The page 99 test captures Unsound Empire’s emphasis on the quirks and travails of individuals involved in late-Victorian homicide cases where the accused’s responsibility or sanity was in question. The sketches of the policeman, the victim, and the killer represent three of the groups involved in murder cases in the nineteenth century; a more complete cast of characters would include a psychiatrist (alienist or ‘mad doctor’), a lawyer or judge, and a government official. Page 99 also hints at another theme of the book: the networks that drew the Victorian empire together. The page tells us that Deeming sailed from England to Australia, as many Britons did during this period.

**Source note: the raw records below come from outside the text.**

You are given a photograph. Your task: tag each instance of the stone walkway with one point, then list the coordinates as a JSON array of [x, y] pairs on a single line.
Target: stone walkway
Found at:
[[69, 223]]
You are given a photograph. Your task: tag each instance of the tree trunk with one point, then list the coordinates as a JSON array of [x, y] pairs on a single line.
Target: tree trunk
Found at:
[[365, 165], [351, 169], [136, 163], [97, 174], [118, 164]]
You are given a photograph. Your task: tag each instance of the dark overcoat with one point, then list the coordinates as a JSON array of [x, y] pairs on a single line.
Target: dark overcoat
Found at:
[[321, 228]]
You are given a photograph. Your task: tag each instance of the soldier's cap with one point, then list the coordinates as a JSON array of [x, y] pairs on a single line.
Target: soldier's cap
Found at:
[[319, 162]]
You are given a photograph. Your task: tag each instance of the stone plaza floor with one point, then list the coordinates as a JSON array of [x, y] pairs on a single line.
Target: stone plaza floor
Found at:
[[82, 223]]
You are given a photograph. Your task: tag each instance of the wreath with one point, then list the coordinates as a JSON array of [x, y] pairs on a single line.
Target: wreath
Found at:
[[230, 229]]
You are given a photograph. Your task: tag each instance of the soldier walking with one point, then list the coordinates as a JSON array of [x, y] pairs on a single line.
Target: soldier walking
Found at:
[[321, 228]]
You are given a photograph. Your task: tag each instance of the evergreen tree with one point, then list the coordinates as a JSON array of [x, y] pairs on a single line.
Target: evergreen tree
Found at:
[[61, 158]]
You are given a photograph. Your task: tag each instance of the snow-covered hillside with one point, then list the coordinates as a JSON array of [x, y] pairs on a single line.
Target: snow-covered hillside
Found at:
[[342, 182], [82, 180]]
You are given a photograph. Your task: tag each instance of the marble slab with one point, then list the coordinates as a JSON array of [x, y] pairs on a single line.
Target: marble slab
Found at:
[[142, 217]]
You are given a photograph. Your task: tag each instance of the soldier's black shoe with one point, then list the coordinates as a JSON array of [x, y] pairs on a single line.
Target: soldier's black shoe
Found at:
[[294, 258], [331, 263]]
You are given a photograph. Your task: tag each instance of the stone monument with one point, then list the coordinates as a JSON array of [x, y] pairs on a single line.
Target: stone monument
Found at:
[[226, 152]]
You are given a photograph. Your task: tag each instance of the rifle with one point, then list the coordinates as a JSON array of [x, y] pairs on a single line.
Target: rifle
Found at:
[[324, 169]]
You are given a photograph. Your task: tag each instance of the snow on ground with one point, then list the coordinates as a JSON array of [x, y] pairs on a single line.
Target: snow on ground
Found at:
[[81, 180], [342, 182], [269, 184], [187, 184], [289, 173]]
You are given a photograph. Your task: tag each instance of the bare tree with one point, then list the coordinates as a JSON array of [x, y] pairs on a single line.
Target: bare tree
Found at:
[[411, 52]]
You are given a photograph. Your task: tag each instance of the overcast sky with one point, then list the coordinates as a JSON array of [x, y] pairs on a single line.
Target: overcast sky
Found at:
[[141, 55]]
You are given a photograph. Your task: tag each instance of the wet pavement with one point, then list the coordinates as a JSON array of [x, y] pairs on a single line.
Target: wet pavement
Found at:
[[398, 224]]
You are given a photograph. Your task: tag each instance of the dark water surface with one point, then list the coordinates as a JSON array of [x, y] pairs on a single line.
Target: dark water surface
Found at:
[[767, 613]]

Deeming’s lies about his military service evoke the geography of the empire and its violence, from North Africa to the Indian subcontinent. The collaboration between the Melbourne police, New Scotland Yard in London, and the Lancashire police also shows how law enforcement agencies could cooperate across vast distances. English authorities eventually sent photographs of Emily Mather, Deeming’s second wife, to Australia, where they can today be found in Deeming’s capital case file in the archives of the State Government of Victoria.
However, a major facet of Unsound Empire is missing from page 99. In the late-nineteenth century, British medicine and science were developing quickly, complicating the problem of assessing defendants’ responsibility in criminal cases. The line between evil and illness blurred. The Victorian belief in a global hierarchy of civilizations – with white Britons at the top – also led many to conflate concepts of mental illness and ‘primitivism.’ Deeming’s case attracted huge publicity in Australia and beyond in part because of the brutality of his crimes (he is thought to have murdered two of his wives and four of his children, with plans to kill again), but also because his lawyers argued that he was insane. His defence at trial rested on the claim that Deeming suffered from ‘moral insanity,’ a precursor of psychopathy in which those afflicted experienced profound emotional impairments but no delusions or hallucinations. Then as now, doctors, lawyers and members of the public debated whether this type of insanity, if it even existed, should excuse the accused from criminal punishment. Did Deeming belong on the gallows or in a hospital? Unsound Empire traces the question of how to assess criminal responsibility, and its implications for Victorian accounts of human nature and just governance, around the British empire.